Southern Wesleyan University, Central, S.C., is seeing the profound impact that one conversation can have on a campus and its surrounding community. In 2014, SWU representatives and a county disabilities board began discussing ways to partner to provide housing for area residents with special needs. The unique public-private partnership that grew out of this interaction has resulted, five years later in 2019, in the Jericho Project—a housing community located on the SWU campus that serves people with disabilities and special needs.
Like the biblical city from which it takes its name, the Jericho Project aims to take down walls—in this case, the physical, societal, and institutional barriers that can keep people with disabilities from interacting with, and being full participants in, their communities. The project’s combined living/learning environment pairs residents who have special needs with SWU student mentors who live on site and provide guidance, support, and friendship. In exchange for serving as mentors, SWU students pay a reduced fee for their housing and gain valuable life experience.
The facility is expected to alleviate some of the pressure on housing for people with special needs, which is typically difficult to find. Residents will have the opportunity to engage with the broader community and find employment—possibly on campus.
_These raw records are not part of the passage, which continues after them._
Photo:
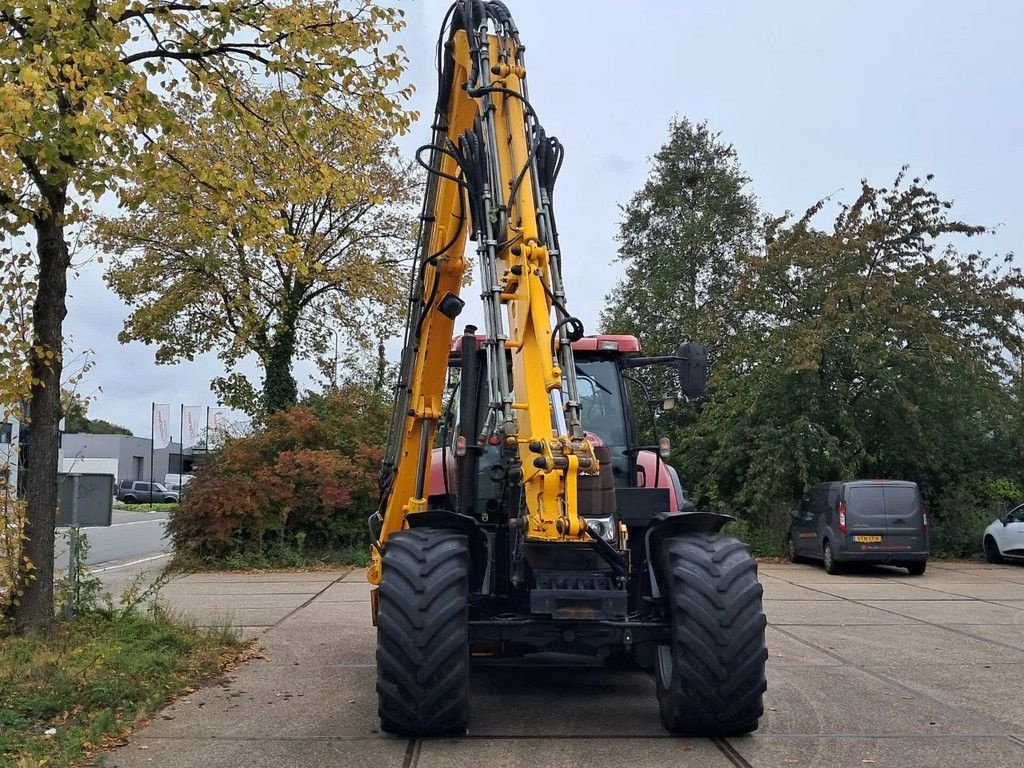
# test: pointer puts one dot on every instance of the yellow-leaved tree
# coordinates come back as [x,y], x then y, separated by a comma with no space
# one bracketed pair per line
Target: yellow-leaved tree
[262,238]
[89,89]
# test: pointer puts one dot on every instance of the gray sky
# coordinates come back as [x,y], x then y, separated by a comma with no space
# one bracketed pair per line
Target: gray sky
[813,95]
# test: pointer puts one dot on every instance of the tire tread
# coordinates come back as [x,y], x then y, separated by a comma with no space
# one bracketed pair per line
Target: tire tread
[422,634]
[718,649]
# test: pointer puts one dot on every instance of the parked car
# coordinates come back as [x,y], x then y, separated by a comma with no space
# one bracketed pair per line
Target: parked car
[136,492]
[1004,540]
[871,521]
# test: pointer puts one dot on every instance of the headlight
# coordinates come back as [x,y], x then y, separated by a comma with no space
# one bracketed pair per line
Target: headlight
[603,527]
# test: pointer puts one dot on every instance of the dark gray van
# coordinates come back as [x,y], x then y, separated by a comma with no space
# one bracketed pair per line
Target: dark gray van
[876,521]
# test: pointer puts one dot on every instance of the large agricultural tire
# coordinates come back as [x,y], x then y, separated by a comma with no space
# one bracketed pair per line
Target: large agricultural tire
[828,561]
[992,553]
[423,634]
[711,678]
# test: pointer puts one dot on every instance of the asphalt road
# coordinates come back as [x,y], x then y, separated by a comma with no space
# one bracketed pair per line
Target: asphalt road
[134,536]
[869,669]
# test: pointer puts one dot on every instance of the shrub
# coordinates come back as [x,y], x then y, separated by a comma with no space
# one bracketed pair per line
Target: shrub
[306,480]
[963,512]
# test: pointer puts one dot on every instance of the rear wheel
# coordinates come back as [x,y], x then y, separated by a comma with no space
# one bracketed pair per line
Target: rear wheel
[992,553]
[792,547]
[828,558]
[423,634]
[712,676]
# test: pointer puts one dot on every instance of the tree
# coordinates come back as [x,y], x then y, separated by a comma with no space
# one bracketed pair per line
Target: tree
[76,419]
[206,269]
[679,238]
[88,89]
[877,347]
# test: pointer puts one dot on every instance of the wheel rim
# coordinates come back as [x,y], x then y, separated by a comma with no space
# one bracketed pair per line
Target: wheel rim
[665,666]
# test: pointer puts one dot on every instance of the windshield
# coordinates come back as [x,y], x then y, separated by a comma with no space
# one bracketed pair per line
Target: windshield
[601,400]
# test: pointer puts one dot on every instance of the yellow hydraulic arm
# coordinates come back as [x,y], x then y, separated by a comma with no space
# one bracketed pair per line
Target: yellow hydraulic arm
[491,173]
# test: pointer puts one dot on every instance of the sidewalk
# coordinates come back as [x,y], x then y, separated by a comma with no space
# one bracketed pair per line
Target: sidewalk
[309,701]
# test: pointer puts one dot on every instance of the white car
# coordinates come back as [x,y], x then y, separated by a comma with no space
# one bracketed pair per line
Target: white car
[1005,538]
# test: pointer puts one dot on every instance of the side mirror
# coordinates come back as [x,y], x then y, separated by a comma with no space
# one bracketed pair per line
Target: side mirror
[692,369]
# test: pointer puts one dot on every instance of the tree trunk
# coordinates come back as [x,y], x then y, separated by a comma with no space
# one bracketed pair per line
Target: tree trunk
[381,368]
[35,613]
[280,390]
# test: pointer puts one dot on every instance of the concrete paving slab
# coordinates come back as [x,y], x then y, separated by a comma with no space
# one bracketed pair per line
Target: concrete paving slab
[984,591]
[897,644]
[823,700]
[882,590]
[784,651]
[924,752]
[814,574]
[952,611]
[581,699]
[784,591]
[1014,573]
[347,592]
[566,753]
[833,612]
[244,589]
[991,692]
[323,613]
[1005,636]
[270,699]
[146,752]
[327,649]
[247,600]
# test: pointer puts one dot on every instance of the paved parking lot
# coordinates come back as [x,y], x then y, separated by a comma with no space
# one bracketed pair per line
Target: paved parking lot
[868,669]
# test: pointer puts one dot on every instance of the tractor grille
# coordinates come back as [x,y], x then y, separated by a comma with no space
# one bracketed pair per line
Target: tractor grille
[577,595]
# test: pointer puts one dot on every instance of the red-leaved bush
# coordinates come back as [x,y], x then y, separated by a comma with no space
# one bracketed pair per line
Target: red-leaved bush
[308,476]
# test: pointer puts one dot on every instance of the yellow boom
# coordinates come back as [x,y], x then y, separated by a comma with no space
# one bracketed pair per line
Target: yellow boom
[487,166]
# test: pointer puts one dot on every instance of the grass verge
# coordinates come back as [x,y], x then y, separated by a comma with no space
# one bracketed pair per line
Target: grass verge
[124,507]
[83,688]
[275,558]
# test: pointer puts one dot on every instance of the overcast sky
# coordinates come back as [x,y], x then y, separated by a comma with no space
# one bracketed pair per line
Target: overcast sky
[814,96]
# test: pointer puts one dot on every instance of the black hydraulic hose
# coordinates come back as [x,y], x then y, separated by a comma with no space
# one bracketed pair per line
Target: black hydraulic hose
[436,171]
[475,92]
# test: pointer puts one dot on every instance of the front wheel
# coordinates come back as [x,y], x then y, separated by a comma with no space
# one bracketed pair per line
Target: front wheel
[712,676]
[992,553]
[423,634]
[794,557]
[828,559]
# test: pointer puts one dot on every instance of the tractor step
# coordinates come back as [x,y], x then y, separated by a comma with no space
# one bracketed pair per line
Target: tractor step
[577,595]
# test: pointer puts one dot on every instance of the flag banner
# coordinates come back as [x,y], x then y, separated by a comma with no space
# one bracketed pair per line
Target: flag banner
[161,426]
[218,426]
[193,427]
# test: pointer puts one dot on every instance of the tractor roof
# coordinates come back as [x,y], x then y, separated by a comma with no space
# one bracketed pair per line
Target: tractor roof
[599,343]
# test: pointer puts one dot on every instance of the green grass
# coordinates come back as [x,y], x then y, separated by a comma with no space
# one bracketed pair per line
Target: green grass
[144,507]
[93,678]
[276,558]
“The residents will be part of the university campus. They are going to participate in sports, chapel, music, classes, and anything that’s available,” says Elaine Thena, executive director of the Pickens County Board of Disabilities and Special Needs, the public entity that will manage the new facility. The partnership also includes the South Carolina Department of Disabilities and Special Needs and the Anderson County Disabilities and Special Needs Board.
The Pieces Come Together
Without a prototype to follow—we haven’t been aware of any similar project on U.S. campuses—the three public entities and SWU exercised creativity as well as patience throughout the collaborative process. Between state regulations, university policies, and town and county codes, we had to overcome a fair number of obstacles to bring the project to life. We made planning decisions as a group, while keeping at the center of each decision the interests of the special-needs population.
Our committee met monthly for four years, with some members focusing on programmatic details, while others took charge of finding ways to fund the building. In addition to hosting the monthly meetings, SWU provided a long-term ground lease on 2.6 acres of land near our soccer field and softball complex. Located in a residential area and close to public transportation, half of the land was wooded and the other half was occupied by two aging houses that had stood empty for several years. We razed the houses and leveled the ground. With utilities already in place, the site was ready for the Jericho Project.
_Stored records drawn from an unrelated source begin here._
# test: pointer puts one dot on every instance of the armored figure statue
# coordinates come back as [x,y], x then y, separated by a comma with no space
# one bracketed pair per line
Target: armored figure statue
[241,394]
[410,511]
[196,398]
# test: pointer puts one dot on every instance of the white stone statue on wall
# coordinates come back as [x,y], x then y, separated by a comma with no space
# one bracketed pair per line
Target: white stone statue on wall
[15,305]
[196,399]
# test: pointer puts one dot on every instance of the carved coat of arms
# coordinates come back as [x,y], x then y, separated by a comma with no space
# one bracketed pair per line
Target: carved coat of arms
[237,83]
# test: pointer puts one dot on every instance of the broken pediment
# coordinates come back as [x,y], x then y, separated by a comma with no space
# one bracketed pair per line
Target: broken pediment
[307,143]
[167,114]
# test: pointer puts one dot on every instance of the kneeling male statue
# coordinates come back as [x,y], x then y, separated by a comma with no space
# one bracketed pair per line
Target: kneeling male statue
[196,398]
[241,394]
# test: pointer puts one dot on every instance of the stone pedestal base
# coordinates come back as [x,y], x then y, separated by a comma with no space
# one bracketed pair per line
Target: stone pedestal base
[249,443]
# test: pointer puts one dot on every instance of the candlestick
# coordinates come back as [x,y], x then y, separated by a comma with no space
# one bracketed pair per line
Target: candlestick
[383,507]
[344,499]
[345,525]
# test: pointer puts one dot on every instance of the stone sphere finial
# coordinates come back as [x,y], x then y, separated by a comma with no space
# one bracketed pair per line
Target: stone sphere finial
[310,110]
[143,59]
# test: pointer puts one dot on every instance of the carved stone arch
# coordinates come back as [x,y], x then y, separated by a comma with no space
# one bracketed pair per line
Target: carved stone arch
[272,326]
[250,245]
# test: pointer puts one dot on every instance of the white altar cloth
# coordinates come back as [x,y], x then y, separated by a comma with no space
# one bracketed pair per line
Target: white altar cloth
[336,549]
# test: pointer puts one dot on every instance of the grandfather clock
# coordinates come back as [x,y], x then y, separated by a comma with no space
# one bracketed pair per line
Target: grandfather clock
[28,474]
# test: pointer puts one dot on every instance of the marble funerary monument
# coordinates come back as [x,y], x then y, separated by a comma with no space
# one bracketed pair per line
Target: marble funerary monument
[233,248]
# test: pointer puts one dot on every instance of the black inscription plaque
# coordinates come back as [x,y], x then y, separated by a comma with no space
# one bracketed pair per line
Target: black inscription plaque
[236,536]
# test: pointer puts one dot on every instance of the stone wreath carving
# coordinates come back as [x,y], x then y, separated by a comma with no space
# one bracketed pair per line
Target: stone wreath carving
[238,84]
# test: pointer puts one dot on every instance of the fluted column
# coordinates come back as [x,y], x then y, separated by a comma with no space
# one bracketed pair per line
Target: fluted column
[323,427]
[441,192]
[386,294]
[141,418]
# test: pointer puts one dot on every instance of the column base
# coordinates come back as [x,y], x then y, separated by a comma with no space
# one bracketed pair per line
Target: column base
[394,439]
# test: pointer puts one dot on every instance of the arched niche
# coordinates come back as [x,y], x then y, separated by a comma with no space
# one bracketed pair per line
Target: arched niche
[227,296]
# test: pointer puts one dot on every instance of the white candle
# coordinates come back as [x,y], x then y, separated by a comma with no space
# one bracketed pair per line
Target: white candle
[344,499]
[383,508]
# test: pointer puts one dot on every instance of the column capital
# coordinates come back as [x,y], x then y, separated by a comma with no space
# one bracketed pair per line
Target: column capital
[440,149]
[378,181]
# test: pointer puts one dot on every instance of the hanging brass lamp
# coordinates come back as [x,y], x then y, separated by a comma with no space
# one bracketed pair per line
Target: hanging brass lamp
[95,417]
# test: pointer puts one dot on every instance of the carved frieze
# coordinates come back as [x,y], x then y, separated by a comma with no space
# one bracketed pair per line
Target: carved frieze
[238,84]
The state jump-started fundraising with a $250,000 contribution, which succeeded in getting the attention of private donors. The two county boards also provided funds; spearheaded fundraising efforts; and secured construction donations of excavation work, lumber, and concrete. We recently completed the construction of the $2 million Phase I of the Jericho Project; by the 2019 fall semester, the suite-style, ADA-compliant facility will house 11 special-needs residents and nine student mentors.
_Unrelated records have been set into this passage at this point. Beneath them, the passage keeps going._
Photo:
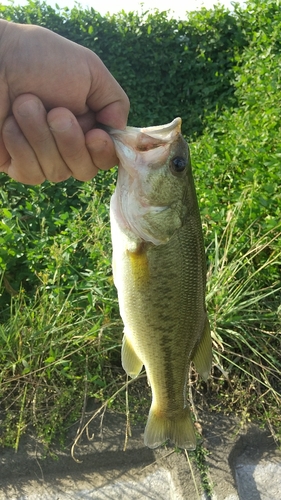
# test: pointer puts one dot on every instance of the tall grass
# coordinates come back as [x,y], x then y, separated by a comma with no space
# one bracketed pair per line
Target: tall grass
[243,300]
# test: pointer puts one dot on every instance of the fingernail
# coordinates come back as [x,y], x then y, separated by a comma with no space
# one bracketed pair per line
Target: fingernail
[97,146]
[29,108]
[60,124]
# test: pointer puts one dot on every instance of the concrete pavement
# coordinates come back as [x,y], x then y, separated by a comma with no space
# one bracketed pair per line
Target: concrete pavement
[243,464]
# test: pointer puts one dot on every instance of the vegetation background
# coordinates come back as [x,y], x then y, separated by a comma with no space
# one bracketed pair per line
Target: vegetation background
[60,331]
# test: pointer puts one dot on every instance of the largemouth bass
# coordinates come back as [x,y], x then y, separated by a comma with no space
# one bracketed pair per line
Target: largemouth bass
[160,274]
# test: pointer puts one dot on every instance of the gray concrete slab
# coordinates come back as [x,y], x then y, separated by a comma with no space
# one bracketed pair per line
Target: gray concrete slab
[243,464]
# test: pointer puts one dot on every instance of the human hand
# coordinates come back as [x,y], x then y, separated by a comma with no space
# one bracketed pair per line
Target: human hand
[53,94]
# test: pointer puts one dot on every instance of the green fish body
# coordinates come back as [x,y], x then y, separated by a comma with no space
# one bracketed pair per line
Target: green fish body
[160,274]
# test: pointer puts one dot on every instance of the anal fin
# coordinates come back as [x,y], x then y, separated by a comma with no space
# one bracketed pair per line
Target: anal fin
[202,356]
[130,361]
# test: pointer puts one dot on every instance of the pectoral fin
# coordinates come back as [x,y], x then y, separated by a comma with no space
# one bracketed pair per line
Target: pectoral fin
[130,361]
[202,357]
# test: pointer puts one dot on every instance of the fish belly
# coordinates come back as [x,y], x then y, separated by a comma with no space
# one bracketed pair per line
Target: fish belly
[162,304]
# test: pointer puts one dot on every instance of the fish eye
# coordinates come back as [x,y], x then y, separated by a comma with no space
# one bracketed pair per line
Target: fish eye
[178,164]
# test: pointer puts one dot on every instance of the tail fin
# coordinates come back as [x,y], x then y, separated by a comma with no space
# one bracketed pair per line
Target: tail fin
[179,430]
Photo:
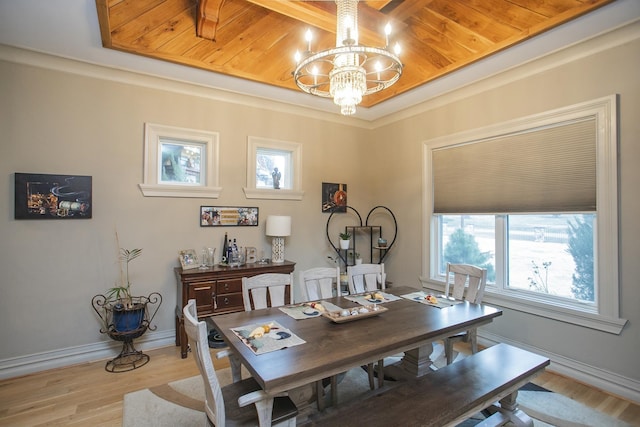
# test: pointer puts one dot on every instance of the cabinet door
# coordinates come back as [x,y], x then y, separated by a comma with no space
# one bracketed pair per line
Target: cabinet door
[229,303]
[204,293]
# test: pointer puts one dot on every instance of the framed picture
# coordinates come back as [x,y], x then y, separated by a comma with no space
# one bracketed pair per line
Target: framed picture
[188,259]
[43,196]
[334,197]
[180,162]
[219,216]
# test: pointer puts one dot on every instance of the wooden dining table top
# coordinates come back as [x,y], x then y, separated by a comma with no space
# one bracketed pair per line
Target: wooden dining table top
[332,348]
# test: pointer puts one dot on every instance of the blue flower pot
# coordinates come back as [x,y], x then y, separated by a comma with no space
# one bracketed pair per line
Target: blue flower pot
[127,320]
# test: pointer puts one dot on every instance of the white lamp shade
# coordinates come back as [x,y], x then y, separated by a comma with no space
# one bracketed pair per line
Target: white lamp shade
[278,225]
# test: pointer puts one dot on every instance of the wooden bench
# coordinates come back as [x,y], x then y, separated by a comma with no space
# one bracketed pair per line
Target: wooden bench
[449,395]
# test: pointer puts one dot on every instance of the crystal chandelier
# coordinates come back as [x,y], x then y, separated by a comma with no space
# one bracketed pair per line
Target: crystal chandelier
[348,71]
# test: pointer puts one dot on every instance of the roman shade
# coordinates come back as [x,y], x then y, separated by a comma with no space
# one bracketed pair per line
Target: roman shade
[545,169]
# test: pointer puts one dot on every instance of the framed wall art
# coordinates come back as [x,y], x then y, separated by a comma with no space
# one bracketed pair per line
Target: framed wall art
[217,216]
[334,197]
[44,196]
[188,259]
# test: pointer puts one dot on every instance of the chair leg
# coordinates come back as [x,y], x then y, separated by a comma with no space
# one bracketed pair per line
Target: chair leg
[334,390]
[372,385]
[448,350]
[236,368]
[320,395]
[473,338]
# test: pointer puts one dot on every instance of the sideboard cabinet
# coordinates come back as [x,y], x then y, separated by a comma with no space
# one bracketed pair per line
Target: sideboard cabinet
[217,290]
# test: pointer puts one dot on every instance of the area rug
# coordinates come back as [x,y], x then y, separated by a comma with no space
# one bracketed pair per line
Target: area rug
[180,403]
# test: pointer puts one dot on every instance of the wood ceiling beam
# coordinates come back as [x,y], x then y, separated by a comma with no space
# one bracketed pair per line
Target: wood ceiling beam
[322,14]
[207,18]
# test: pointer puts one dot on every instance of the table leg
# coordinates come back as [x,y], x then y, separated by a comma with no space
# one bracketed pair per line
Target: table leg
[415,363]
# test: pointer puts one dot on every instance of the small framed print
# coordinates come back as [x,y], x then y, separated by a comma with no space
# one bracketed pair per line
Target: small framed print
[218,216]
[334,197]
[188,259]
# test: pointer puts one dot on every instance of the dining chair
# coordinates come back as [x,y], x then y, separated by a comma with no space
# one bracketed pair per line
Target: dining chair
[239,403]
[366,277]
[468,284]
[320,283]
[266,290]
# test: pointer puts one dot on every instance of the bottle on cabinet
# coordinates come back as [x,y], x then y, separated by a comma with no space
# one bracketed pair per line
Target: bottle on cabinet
[224,260]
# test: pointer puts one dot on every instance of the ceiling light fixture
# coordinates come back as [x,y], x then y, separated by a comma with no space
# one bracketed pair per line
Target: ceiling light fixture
[348,71]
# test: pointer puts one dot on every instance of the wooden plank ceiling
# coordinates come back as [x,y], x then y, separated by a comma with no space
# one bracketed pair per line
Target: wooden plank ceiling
[256,39]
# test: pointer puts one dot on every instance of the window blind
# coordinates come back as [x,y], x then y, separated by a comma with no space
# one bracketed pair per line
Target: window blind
[546,169]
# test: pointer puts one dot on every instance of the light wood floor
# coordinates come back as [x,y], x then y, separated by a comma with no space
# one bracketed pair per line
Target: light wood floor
[87,395]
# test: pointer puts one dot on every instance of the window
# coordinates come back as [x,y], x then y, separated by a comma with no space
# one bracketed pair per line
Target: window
[520,200]
[273,169]
[180,162]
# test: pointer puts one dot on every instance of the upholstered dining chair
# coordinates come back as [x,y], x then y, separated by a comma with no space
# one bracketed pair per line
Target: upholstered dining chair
[239,403]
[468,284]
[366,277]
[320,283]
[266,290]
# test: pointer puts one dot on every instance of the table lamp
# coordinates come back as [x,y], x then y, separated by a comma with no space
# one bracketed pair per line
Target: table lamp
[278,227]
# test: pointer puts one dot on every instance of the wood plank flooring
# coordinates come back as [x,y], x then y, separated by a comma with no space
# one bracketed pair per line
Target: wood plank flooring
[87,395]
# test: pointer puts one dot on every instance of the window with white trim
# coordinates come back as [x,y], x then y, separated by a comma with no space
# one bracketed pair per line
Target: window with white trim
[535,202]
[273,169]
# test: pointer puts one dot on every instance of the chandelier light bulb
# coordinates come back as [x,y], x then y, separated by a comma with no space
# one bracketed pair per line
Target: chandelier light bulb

It will also feature an office, meeting room, elevator, outdoor pavilion, and a quarter-mile walking trail. Plans for Phase II call for two more buildings on the same piece of land, providing housing for up to 33 special-needs residents and 27 SWU students.
In Line With SWU Mission
SWU is now in the process of recruiting and vetting the first group of student mentors, selected primarily from the sophomore and junior classes. In the future, as word spreads, we believe some students will choose to attend SWU just for the opportunity to participate in this innovative experiential learning program—one we hope other institutions will adopt as a model.
Staff hired by the Pickens County Board of Disabilities will join the student mentors on site. The full-time staff will assist residents with becoming more independent in taking care of their daily needs, maintaining health, managing money, accomplishing life goals, and navigating the community. Staff members will also encourage residents—all of whom will have SWU-issued ID cards—to participate in the many activities offered on campus.
Southern Wesleyan University became involved in this opportunity because the Jericho Project was a clear extension of the university’s mission to challenge students to be dedicated scholars and servant leaders who impact the world. The project also dovetails with SWU’s three pillars of practice: contagious generosity, inventive learning, and faith-filled community. In other words, the university had a ready-made community prepared to open its arms and doors to welcome friends with special needs.
SWU may soon have another opportunity to put out its welcome mat. A national foundation has contacted us about possibly undertaking another project that would provide student support and housing for people with traumatic brain injuries and high-functioning autism. A five-acre area on the edge of our campus is already under consideration for a long-term ground lease or sale to this foundation.
SUBMITTED BY Mark Reeves, vice president for finance and auxiliary services, and chief financial officer, Southern Wesleyan University, Central, S.C.